A Shepard boy decided that it is his time to leave the shelter of his home and tribe in Spain to take on the world himself. Meets a king that says his destiny (personal legend) is for him to find treasure at the Pyramids. He goes and has minor inconveniences that teach him absolutely profound lessons in a months time about life and love and the universe. With these lessons, he is able to perform miracles, fall in love to the perfect woman, and complete his destiny which was back home in Spain.
Why did I read this?
Will Smith is one of my favorite actors, pre-slap, and I loved his book. Having grown up watching his TV shows and movies, his opinion on media has a solid impact on me before I read this book. He said it was his favorite so I picked it up and started it. Only to want to delete it from my brain. Put down, pick up, put down, pick up for months, until I read "The impossible First" by Colin O'Brady and he quotes from the book as well. So I decided to finish it after I finished the book I was reading (I typically will listen to one book and read another at the same time since it'll take me a solid month to finish reading a book). It wasn't worth the read.
This book is terrible. The forward talks about having issues with getting the book published and I completely understand why. While a story does happen, it has a much depth as a children's cartoon show. A bad one like a Scrappy-doo only episode.
The book is full of heavy handed cliché life lessons that become overwhelmed by the other quotable life lesson you were just told.

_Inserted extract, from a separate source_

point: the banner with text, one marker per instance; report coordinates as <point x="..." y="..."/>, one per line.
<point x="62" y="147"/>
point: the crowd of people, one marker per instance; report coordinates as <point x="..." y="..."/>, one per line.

This boy is at most 14 and in 3 days of crossing the desert he understands the desert life, the rules of the desert, the way to interpret the wind and sands, and is able to talk to the world about turning himself into the wind?????? There is so much wrong with the plot that I never even thought about till I started writing this because of the bullshittery of wannabe self-help that is thrust upon the reader. The boy has no adversity that isn't his creation, he is a savant that learns through osmosis and making things up, and finally, he knows everything because he is god (Heavily implied to be part of god in the final chapter). It makes no sense.
This is the story that Brian Griffin from Family Guy would write to exploit readers into thinking the were learning something (Watch the episode where he writes a book with blank pages where people help themselves). The story is lackluster at best, the mantra cliches will only help those who have to have instructions handed to them, and the writing itself is awful.
Don't be gullible and read this book. Spend your $12.99 or whatever on a box of donuts because I think those have more value than this book including if you bought the physical book and were stuck in the woods with no TP.
just bad. Really bad. Please don't encourage anyone to read/buy/throw/eat this book.